For those titles we have the right to display, we're in the process of bringing them online and making them viewable via Google News Archive, along with other sources we've digitized or crawled from the web. That means that if you're looking for material originally acquired by Paper of Record, it likely falls into one of three groups:

*4.91M articles
representing 522 titles obtained from Paper of Record are now live on Google News Archive search. This includes previously live content as well as content added as of this week from Paper of Record, all free of charge. Please note that all articles from these titles may not be comprehensively available, but will otherwise be made available in browse-only mode within 3 months. The full list is here [2].

*~0.5M pages representing 381 titles
obtained from Paper of Record will be made available in browse-only mode within 3 months, also free of charge.

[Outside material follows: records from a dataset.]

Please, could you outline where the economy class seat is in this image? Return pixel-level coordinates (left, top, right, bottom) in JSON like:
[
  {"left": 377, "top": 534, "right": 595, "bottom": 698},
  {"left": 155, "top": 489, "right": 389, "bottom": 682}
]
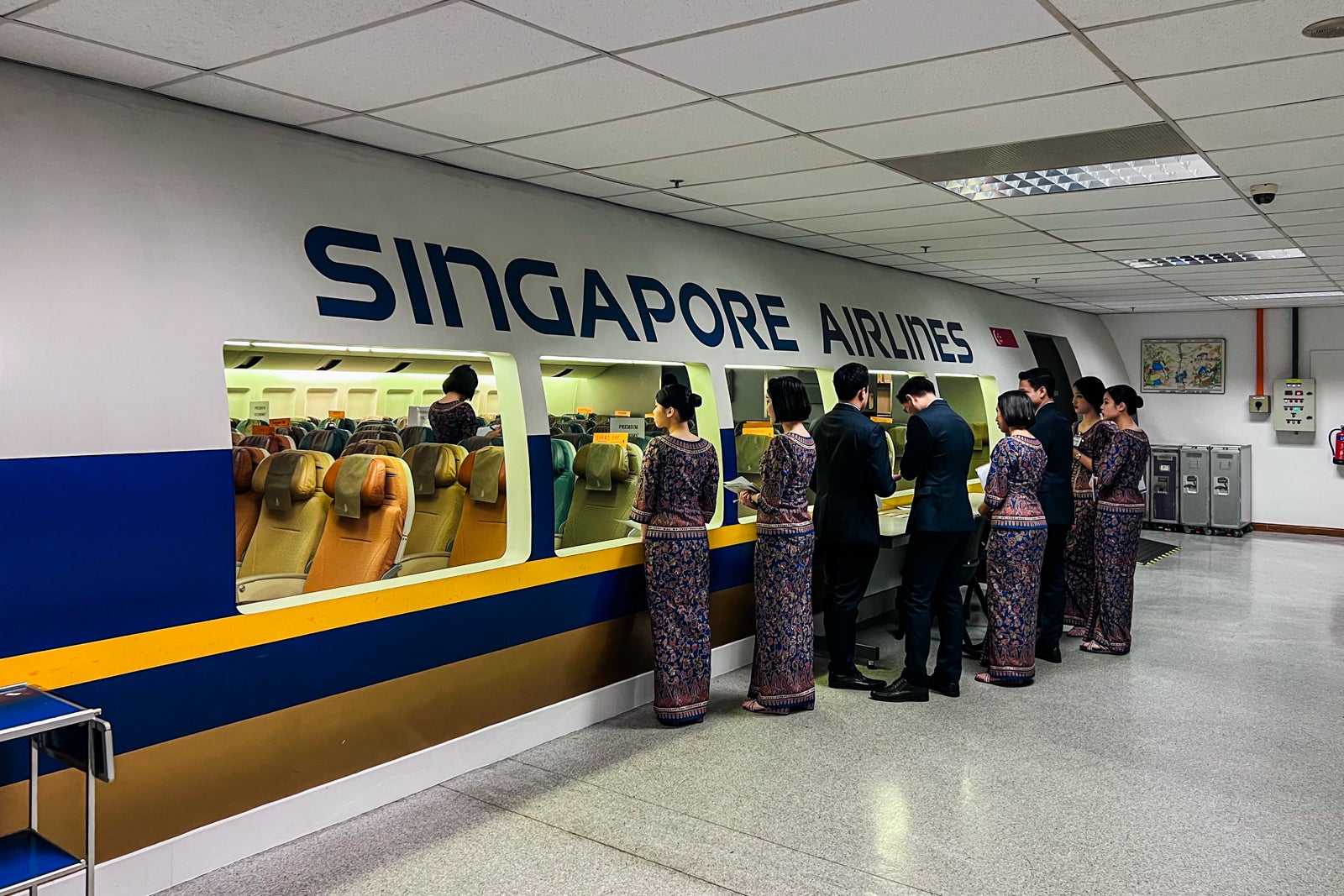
[
  {"left": 448, "top": 445, "right": 508, "bottom": 567},
  {"left": 559, "top": 443, "right": 643, "bottom": 548},
  {"left": 298, "top": 428, "right": 349, "bottom": 457},
  {"left": 238, "top": 454, "right": 415, "bottom": 603},
  {"left": 551, "top": 439, "right": 578, "bottom": 535},
  {"left": 398, "top": 426, "right": 438, "bottom": 457},
  {"left": 340, "top": 438, "right": 402, "bottom": 457},
  {"left": 387, "top": 442, "right": 466, "bottom": 578},
  {"left": 234, "top": 445, "right": 266, "bottom": 563},
  {"left": 238, "top": 451, "right": 334, "bottom": 579}
]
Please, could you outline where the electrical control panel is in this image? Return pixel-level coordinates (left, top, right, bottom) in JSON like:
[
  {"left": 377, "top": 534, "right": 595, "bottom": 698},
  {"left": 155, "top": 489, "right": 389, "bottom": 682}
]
[{"left": 1268, "top": 379, "right": 1315, "bottom": 432}]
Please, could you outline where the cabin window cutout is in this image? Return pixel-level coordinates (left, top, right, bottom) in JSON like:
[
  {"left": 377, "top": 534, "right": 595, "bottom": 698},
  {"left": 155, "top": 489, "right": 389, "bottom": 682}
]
[
  {"left": 540, "top": 358, "right": 723, "bottom": 556},
  {"left": 724, "top": 365, "right": 829, "bottom": 522},
  {"left": 934, "top": 374, "right": 1003, "bottom": 479},
  {"left": 383, "top": 388, "right": 413, "bottom": 419},
  {"left": 220, "top": 341, "right": 521, "bottom": 612}
]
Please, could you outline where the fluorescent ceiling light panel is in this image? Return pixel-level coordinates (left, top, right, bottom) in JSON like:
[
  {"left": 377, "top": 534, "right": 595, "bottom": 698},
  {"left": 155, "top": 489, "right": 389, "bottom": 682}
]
[
  {"left": 1210, "top": 289, "right": 1344, "bottom": 302},
  {"left": 1121, "top": 249, "right": 1306, "bottom": 267},
  {"left": 934, "top": 155, "right": 1218, "bottom": 200}
]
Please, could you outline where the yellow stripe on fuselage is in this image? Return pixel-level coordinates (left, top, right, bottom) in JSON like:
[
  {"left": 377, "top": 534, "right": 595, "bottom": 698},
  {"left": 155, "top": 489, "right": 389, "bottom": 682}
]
[{"left": 0, "top": 522, "right": 755, "bottom": 688}]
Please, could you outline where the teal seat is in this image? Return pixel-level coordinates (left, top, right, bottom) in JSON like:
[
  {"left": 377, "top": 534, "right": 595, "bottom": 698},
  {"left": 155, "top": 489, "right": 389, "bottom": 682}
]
[{"left": 551, "top": 439, "right": 575, "bottom": 535}]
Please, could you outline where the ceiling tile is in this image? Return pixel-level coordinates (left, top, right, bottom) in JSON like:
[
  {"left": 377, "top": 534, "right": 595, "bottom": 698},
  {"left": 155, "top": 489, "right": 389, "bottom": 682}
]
[
  {"left": 1270, "top": 188, "right": 1344, "bottom": 217},
  {"left": 724, "top": 220, "right": 811, "bottom": 239},
  {"left": 528, "top": 170, "right": 640, "bottom": 199},
  {"left": 484, "top": 0, "right": 822, "bottom": 50},
  {"left": 623, "top": 0, "right": 1063, "bottom": 96},
  {"left": 790, "top": 203, "right": 1003, "bottom": 233},
  {"left": 159, "top": 76, "right": 349, "bottom": 125},
  {"left": 13, "top": 0, "right": 426, "bottom": 69},
  {"left": 228, "top": 3, "right": 591, "bottom": 110},
  {"left": 1284, "top": 223, "right": 1344, "bottom": 237},
  {"left": 499, "top": 99, "right": 788, "bottom": 170},
  {"left": 1138, "top": 51, "right": 1344, "bottom": 120},
  {"left": 870, "top": 230, "right": 1059, "bottom": 255},
  {"left": 780, "top": 233, "right": 849, "bottom": 249},
  {"left": 378, "top": 56, "right": 704, "bottom": 144},
  {"left": 0, "top": 22, "right": 197, "bottom": 87},
  {"left": 734, "top": 36, "right": 1117, "bottom": 130},
  {"left": 1017, "top": 199, "right": 1254, "bottom": 230},
  {"left": 1270, "top": 203, "right": 1340, "bottom": 226},
  {"left": 1055, "top": 0, "right": 1252, "bottom": 29},
  {"left": 1074, "top": 228, "right": 1281, "bottom": 257},
  {"left": 822, "top": 246, "right": 891, "bottom": 258},
  {"left": 1087, "top": 0, "right": 1340, "bottom": 79},
  {"left": 681, "top": 163, "right": 916, "bottom": 206},
  {"left": 1208, "top": 137, "right": 1344, "bottom": 177},
  {"left": 606, "top": 191, "right": 704, "bottom": 213},
  {"left": 1043, "top": 212, "right": 1273, "bottom": 244},
  {"left": 844, "top": 217, "right": 1030, "bottom": 246},
  {"left": 981, "top": 179, "right": 1236, "bottom": 217},
  {"left": 430, "top": 146, "right": 564, "bottom": 177},
  {"left": 1176, "top": 97, "right": 1344, "bottom": 149},
  {"left": 739, "top": 184, "right": 965, "bottom": 220},
  {"left": 818, "top": 85, "right": 1160, "bottom": 159},
  {"left": 676, "top": 208, "right": 773, "bottom": 227},
  {"left": 593, "top": 137, "right": 855, "bottom": 188},
  {"left": 919, "top": 244, "right": 1084, "bottom": 265},
  {"left": 307, "top": 116, "right": 466, "bottom": 156}
]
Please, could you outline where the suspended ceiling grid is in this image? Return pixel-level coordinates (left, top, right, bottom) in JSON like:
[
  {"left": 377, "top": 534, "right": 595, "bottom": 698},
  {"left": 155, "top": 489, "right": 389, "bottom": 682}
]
[{"left": 0, "top": 0, "right": 1344, "bottom": 313}]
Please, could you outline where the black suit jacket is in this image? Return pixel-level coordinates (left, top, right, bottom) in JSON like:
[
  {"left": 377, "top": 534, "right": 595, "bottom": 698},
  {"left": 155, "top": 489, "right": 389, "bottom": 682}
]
[
  {"left": 900, "top": 398, "right": 976, "bottom": 532},
  {"left": 1031, "top": 401, "right": 1074, "bottom": 525},
  {"left": 811, "top": 401, "right": 896, "bottom": 547}
]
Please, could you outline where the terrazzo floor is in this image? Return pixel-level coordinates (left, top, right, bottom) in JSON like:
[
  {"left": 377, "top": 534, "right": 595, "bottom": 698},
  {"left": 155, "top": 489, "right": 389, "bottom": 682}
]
[{"left": 168, "top": 533, "right": 1344, "bottom": 896}]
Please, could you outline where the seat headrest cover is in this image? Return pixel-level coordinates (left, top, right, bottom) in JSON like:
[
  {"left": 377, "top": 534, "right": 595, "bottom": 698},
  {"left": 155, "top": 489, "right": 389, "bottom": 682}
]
[
  {"left": 234, "top": 445, "right": 266, "bottom": 495},
  {"left": 551, "top": 439, "right": 574, "bottom": 475},
  {"left": 402, "top": 443, "right": 457, "bottom": 495},
  {"left": 457, "top": 446, "right": 507, "bottom": 504},
  {"left": 253, "top": 451, "right": 318, "bottom": 511},
  {"left": 323, "top": 454, "right": 388, "bottom": 520},
  {"left": 574, "top": 443, "right": 638, "bottom": 490}
]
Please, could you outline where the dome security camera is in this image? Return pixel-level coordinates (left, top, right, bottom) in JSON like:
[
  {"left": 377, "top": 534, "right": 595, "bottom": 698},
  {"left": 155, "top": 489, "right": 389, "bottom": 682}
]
[{"left": 1252, "top": 184, "right": 1278, "bottom": 206}]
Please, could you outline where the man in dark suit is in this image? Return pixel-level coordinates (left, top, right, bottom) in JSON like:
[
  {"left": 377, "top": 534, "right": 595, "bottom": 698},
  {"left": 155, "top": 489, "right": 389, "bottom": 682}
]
[
  {"left": 811, "top": 364, "right": 896, "bottom": 690},
  {"left": 871, "top": 376, "right": 976, "bottom": 703},
  {"left": 1017, "top": 367, "right": 1074, "bottom": 663}
]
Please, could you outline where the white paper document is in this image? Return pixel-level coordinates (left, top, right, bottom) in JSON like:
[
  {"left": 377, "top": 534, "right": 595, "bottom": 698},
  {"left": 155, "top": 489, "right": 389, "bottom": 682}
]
[{"left": 723, "top": 475, "right": 761, "bottom": 495}]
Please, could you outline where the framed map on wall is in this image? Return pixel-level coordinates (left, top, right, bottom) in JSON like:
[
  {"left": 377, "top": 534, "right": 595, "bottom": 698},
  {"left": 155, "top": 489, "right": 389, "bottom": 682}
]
[{"left": 1140, "top": 338, "right": 1227, "bottom": 395}]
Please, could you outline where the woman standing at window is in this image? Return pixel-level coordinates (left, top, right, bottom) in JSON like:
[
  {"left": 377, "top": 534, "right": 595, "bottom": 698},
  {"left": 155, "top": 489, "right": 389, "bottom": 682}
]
[
  {"left": 428, "top": 364, "right": 479, "bottom": 445},
  {"left": 739, "top": 376, "right": 817, "bottom": 716},
  {"left": 1064, "top": 376, "right": 1110, "bottom": 638},
  {"left": 1079, "top": 385, "right": 1147, "bottom": 656},
  {"left": 630, "top": 385, "right": 719, "bottom": 726},
  {"left": 976, "top": 390, "right": 1050, "bottom": 686}
]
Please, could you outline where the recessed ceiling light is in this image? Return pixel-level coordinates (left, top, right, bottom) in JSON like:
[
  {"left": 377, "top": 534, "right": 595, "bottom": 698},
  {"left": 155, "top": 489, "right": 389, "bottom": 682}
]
[
  {"left": 934, "top": 155, "right": 1218, "bottom": 200},
  {"left": 1302, "top": 16, "right": 1344, "bottom": 38},
  {"left": 1120, "top": 249, "right": 1306, "bottom": 267},
  {"left": 1210, "top": 289, "right": 1344, "bottom": 302}
]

The full title list is here [3]. Many of the images we obtained were of low quality, and we were therefore unable to get quality text after following the OCR process. We are working to put up content from these titles so that they can be browsed.

*Finally, for these 10 titles here [4], we don't have the rights to display these newspapers. We've reached out to the publishers who hold rights to these papers, but not all want to participate in Google's programs. To access these, you may need to travel to a library if you can't find an online source, or contact the publisher directly.

Click here [5] for more information on how to find specific titles in the archive. We will also be soon rolling out direct search which will allow the user to search and browse through newspaper titles directly.

We have heard the concerns voiced by members of the research community, and know how important this content is to users. We apologize for any inconvenience you may have experienced. We're committed to providing a comprehensive index of archived newspaper content and to making the content acquired by Paper of Record available to our users.



M. Diane Rogers said...

Still frustrating and even baffling, although I do appreciate Google finally giving us more info. My searches still don't bring up material I'm sure 'was there before' (at Paper of Record) for example, from the "Manitoban" and the "Winnipeg Times" or the New Westminster BC papers. But Manitoba searches do quickly bring up links to clippings/pages at the pay site, even for a 1922 Manitoba directory. No news there!

Anonymous said...

Not sure which papers they are not giving us access to, like Paper of Record did, but heard there were three.
One of them is the Temiskaming Speaker, New Liskeard, Ontario. Good news is that the Library in New Liskeard has the paper on microfilm, and anyone can access it for FREE. I suggest looking into what resources your local library has.